Dad died in 1989, and I could think of no more fitting tribute than the establishment of a hospice. Half a dozen of us met, we enlisted half a dozen others, and we called the offices of People's Hospice in nearby Harrison County. Their administrator responded with many hours of free consultation, with participation in our meetings and with copies of documentation ranging from job descriptions to protocols to lists of possible contacts. People's Hospice even included a dozen of us in its volunteer training program. We were only slightly disheartened by the administrator's suggestion that it would probably take us 5 years to secure a license.

 

We did it in just more than 2 years-thanks in large part to People's Hospice and some intense work on our part. In 1992, with a license hanging conspicuously on our temporary donated quarters, Mountain Hospice, Inc., changed its volunteer director position to part-time, hired several other staff members, and admitted its first patients.

 

Our 10th anniversary was celebrated in 2002. By then, the situation had changed, and it continues to change dramatically. The hospice is currently serving 6 counties and has a staff of some 35 individuals. Patient census now hovers around 50. During these 11 years we have cared for almost a thousand patients plus their families and their friends.

 

My role as a volunteer through all of this was to write all of the initial licensing materials and to serve as the first president of the Board of Directors. Within a few months of my involvement, I also joined the West Virginia Network of Ethics Committees and was trained as a medical ethicist. I became active in the Initiative to Improve End of Life Care in West Virginia and have served as a community dialogue leader, a seminar panelist, and a reading group leader.
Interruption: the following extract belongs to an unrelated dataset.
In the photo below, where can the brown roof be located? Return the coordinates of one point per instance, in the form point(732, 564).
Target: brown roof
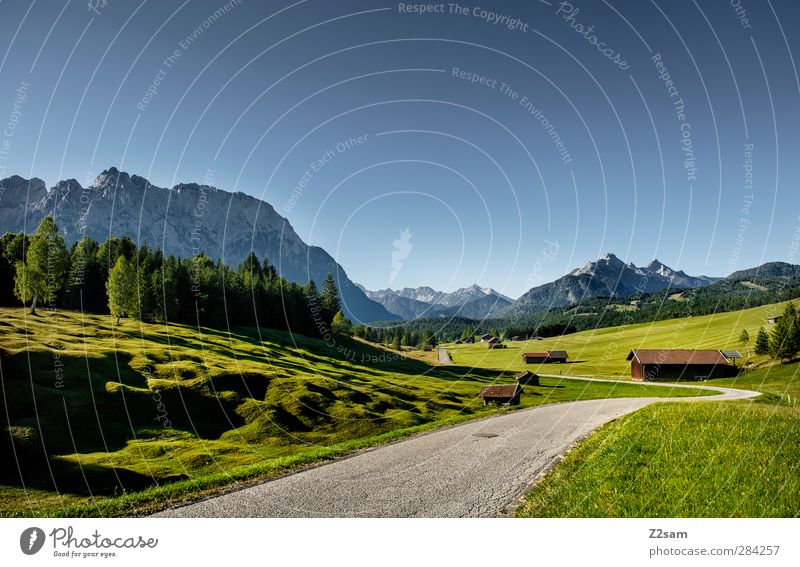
point(677, 356)
point(524, 374)
point(500, 391)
As a member of 2 of the initiative task forces, I have judged writing contests for high school students, have served as a consultant on the development of a videotape for elementary school students, and became a bibliographer of children's literature related to death and dying. I have taught scores of Elderhostel courses on medical ethics, which is also one of my topics as a member of the speakers' bureau of the West Virginia Humanities Council. I have also been serving as chair of the Barbour County Medical Ethics Committee and write case studies for that committee and for the Network. This interest in the ethics end of hospicing has been a result of my educational background and professional assignments as a college professor of literature and writing and as the chair of a college humanities faculty.

 

A colleague and I also compiled a chapbook of bereavement poetry, which we have sold as a modest fundraiser for Mountain Hospice.

 

Retired from full-time teaching, I am again president of the Board of Directors and am a member of not only the Executive Committee, the Ethics Committee, and the Finance Committee but also the Building Committee. We have outgrown our rented office space, which was a major move up from the original donated spaces, and are building a much larger structure, which we will own. During all of this time, I have been visiting patients in their homes, the most rewarding part of my hospice involvement. There are no words to describe the privilege of being allowed to share in the final stages of a human life. There are also no words to express my admiration of and respect for the healthcare professionals who have chosen hospice as their lifework. They are, without exception, special people.

 

The basis for my ongoing interest in hospice is my Christian faith and my intent to respond to Christ's directive to serve others. However, regardless of whether one is religious, the moments and hours spent by a patient's bedside or in the company of an ambulatory patient or simply running errands for a hospice family are immeasurably meaningful. Volunteers, as well as professionals, know that we are involved in and committed to "the bottom line," and we realize on a daily basis what life is all about.

 

In short, I will try to answer any question anyone poses concerning the concept and practice of hospice. I will visit patients. I will solicit donations. I will enthusiastically recruit volunteers. I will encourage families and individuals to consider the hospice approach to end-of-life and palliative care.

 

I am not just a volunteer-I am a hospice fanatic.